[Mailman-Developers] Save the world from spam

John Morton jwm@plain.co.nz
Fri, 22 Feb 2002 15:38:34 +1300

On Friday 22 February 2002 14:36, Chuq Von Rospach wrote:
> On 2/21/02 5:25 PM, "John Morton" <jwm@plain.co.nz> wrote:
> >> Nobody has bothered to do this YET. That we know of. But the spamhacks
> >> are evolving rapidly.
> >
> > Well, let's find out shall we? Set up a honeypot private list containing
> > a collection of free mail accounts, then cycle through the account every
> > week checking for spam and making some postings to keep the traffic up.
> > Enough with the armchair anthropology, already!
> Um, John? I've been doing that for months. It's a standard tactic I use to
> test for archive harvests. No offense, but given I'd already thought of the
> "subscribe and harvest" attack, wouldn't you think I also would have looked
> for ways to detect it?

Excellent. Would you mind publishing an analysis so we can start making some 
informed decisions as to what methods are effective?

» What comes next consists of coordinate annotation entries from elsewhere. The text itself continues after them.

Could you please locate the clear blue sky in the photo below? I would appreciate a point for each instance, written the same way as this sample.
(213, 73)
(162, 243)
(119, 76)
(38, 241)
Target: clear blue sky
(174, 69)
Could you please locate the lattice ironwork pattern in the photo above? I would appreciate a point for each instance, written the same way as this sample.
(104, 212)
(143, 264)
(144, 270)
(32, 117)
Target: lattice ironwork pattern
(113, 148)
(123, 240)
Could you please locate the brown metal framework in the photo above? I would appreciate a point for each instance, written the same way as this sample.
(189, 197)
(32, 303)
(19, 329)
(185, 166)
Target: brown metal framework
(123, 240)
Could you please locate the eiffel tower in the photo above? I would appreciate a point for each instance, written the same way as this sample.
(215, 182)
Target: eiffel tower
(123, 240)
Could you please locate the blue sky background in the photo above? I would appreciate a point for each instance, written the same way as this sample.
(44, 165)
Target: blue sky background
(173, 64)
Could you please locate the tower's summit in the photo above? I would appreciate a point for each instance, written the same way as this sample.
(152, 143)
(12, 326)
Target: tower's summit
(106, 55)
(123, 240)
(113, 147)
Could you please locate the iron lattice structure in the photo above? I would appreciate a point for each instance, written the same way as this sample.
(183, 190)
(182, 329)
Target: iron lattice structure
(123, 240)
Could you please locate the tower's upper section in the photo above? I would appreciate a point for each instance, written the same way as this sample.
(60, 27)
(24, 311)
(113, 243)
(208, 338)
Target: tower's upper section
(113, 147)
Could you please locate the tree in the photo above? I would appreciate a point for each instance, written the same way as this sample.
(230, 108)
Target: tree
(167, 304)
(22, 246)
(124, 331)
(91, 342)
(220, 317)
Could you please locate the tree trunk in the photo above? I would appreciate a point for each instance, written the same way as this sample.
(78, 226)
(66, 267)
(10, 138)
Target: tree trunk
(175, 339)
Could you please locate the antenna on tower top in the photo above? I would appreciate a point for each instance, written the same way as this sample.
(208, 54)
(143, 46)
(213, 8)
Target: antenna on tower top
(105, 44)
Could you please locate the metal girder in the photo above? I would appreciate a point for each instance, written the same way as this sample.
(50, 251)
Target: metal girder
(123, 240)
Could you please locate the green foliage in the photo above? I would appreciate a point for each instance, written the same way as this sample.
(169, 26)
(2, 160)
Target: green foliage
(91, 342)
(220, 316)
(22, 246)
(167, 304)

> I just don't like to talk about it. One has to think the harvesters are
> listening. I don't like giving away too many secrets -- but at the same
> time, it's something we have ot share ideas and concepts over...

Wah! Spammers aren't the NSA/Red Menace/Grey Aliens. I think we can and 
should be discussing what they're acutally up to if we want to find good 
methods of dealing with it. Don't get me started on full disclosure :-)

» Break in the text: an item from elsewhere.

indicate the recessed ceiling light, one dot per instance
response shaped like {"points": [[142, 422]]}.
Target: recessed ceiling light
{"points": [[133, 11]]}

> > I think we all need to take a deep breath and say 'It's only junkmail'.
> > They're not spending up large on your credit card or pouring sugar into
> > your gas tank.
> I won't argue. I expect Jay will pop up shortly and do it for me. Which is,
> I think, the point. Just because you aren't too sensitive to the mail
> doesn't mean others aren't -- so we have to keep all of the views in mind.
> And this is a case where I actually side more on your view, but still
> understand the need to manage this for those that don't have my tolerance
> level.

As a list admin, I'd like to inform my subscribers about their level of 
exposure, and empower them to decide whether there email address will appear 
in the archives, and how. I'd also like to keep the signal to noise ratio on
the admin address in a tolerable state without running too great a risk of 
throwing the baby out with the bathwater by dropping too many legitimate crys 
for help along with the processed pig product. 

I'd like it if mailman would help me out with these things, but I don't want 
to _have_ to use ADA/text only browser busting jpeg addresses and reverse 
turing tests, and I don't want to have to use web form access to addresses in 
the archive as I won't trust that code until a lot of security geeks have 
looked it over.

> Only if you don't change them. Making them standard might not be a good
> idea, once they're hidden behind contact forms.

Check. Add that to the admin form wishlist.

> > The problem with obscurity as a security tool is that it's not reliable.
> It only works until it fails, and then you can't fix it. And I've found it
> invariably fails at 10PM on a Friday night, when you're about to leave for
> the weekend -- unless it's 2PM on a Thursday with a Friday deadline.

As I said, obscurity works if you can replace one instance of compromised 
obscurity with another one fairly quickly. Works for passwords, and it can 
work well enough for this application, too.

> > Obscurity is useful. In our case, it's the only prevention tool we have.
> I'm not sure obscurity is the right word. Most of what we're talking about
> is more of a cloaking effort.

That's because email addresses aren't secrets. If you can think of a better 
method than address mangling or hiding behind web forms, do tell. Personally, 
I'm willing to consider those good enough for the time being.